Mengapa aku memutuskan berkarier di dunia pendidikan

Yayasan tempatku bekerja adalah sebuah yayasan yang bergerak untuk menyalurkan bantuan berupa beasiswa kepada siswa-siswi yang tidak mampu secara ekonomi. Aku bekerja di divisi program pengembangan, sehingga tugasku adalah mengakomodasi kegiatan pengembangan untuk membentuk karakter, potensi, dan kepercayaan diri siswa-siswi dari tingkat SD hingga SMA yang menerima beasiswa.

Keputusanku untuk mengabdi dalam dunia pendidikan bukanlah datang tanpa sebab. Sebenarnya, dulu ketika kuliah, motivasiku adalah aku harus menjadi sarjana supaya nanti bisa hidup mapan, mudah, dan masa depan terjamin. Karena motivasi itu, aku pun menjadi mahasiswa pengejar nilai yang berpikir kalau dengan IPK yang tinggi maka aku akan mudah diterima di perusahaan ternama dan karierku pun akan terjamin.

Aku lahir dan dibesarkan di Buntok, sebuah kota kecil di Kalimantan Tengah dan ketika aku pindah ke Yogyakarta untuk kuliah, aku melihat ada ketimpangan antara pendidikan di Jawa dan luar Jawa. Tidak banyak anak-anak di daerahku yang mampu bersekolah hingga jenjang perguruan tinggi. Ada banyak faktor yang menghambat mereka, entah itu masalah ekonomi keluarga hingga minimnya fasilitas yang mengharuskan siswa-siswi yang ingin belajar lebih lanjut harus pergi ke kota besar.

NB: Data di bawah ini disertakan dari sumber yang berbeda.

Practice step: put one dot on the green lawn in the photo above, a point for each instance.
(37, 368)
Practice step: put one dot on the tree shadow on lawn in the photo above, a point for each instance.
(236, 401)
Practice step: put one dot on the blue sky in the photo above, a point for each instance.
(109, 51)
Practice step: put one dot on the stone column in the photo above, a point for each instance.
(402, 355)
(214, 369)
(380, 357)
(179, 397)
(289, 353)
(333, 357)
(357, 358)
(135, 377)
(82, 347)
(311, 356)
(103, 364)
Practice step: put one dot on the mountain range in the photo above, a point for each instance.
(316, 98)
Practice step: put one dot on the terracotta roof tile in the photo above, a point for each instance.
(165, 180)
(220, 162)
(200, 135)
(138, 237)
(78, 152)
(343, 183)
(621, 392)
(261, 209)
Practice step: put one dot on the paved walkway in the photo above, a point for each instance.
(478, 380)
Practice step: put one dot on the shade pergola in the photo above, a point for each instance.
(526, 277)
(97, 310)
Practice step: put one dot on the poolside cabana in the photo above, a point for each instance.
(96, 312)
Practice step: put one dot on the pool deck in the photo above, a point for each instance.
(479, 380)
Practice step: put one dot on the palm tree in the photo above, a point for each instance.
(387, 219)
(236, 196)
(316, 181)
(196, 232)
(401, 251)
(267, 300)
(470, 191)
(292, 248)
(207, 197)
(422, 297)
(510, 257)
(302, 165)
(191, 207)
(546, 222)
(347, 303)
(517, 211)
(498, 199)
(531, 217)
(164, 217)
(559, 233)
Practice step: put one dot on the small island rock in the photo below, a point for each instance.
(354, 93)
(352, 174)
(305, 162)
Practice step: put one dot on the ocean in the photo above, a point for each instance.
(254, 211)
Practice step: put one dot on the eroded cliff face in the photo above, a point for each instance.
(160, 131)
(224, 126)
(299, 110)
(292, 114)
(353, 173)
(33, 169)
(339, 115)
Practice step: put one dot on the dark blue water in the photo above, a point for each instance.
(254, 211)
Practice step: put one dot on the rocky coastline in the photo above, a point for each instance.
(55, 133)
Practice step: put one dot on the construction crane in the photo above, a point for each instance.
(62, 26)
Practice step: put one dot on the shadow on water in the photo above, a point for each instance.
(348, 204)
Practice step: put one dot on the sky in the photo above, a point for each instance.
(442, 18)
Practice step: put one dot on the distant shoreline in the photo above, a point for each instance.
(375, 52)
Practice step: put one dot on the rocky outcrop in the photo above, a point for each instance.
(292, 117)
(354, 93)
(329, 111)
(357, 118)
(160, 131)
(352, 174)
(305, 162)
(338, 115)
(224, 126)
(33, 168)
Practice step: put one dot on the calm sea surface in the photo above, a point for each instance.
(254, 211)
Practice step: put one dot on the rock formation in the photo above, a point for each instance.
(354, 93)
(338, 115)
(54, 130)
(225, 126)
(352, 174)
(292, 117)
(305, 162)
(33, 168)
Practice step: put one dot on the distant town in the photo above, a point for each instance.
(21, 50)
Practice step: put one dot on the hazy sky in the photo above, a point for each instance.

Pengalaman itulah yang membentuk diriku untuk bertekad berkontribusi pada dunia pendidikan. Memasuki tahun kedua kuliahku di Yogyakarta, aku mendapatkan kesempatan untuk menjadi relawan di beberapa komunitas pendidikan di Yogyakarta. Aku bergabung sebagai relawan di sebuah yayasan khusus anak-anak jalanan. Tapi, dulu motivasiku menjadi relawan belum begitu tulus, dulu aku berpikir oportunis dan pragmatis, bergabung dengan kegiatan relawan seperti itu kumanfaatkan untuk sekadar menambah riwayat hidupku, atau paling tidak aku bisa pamer kepada teman-temanku di media sosial.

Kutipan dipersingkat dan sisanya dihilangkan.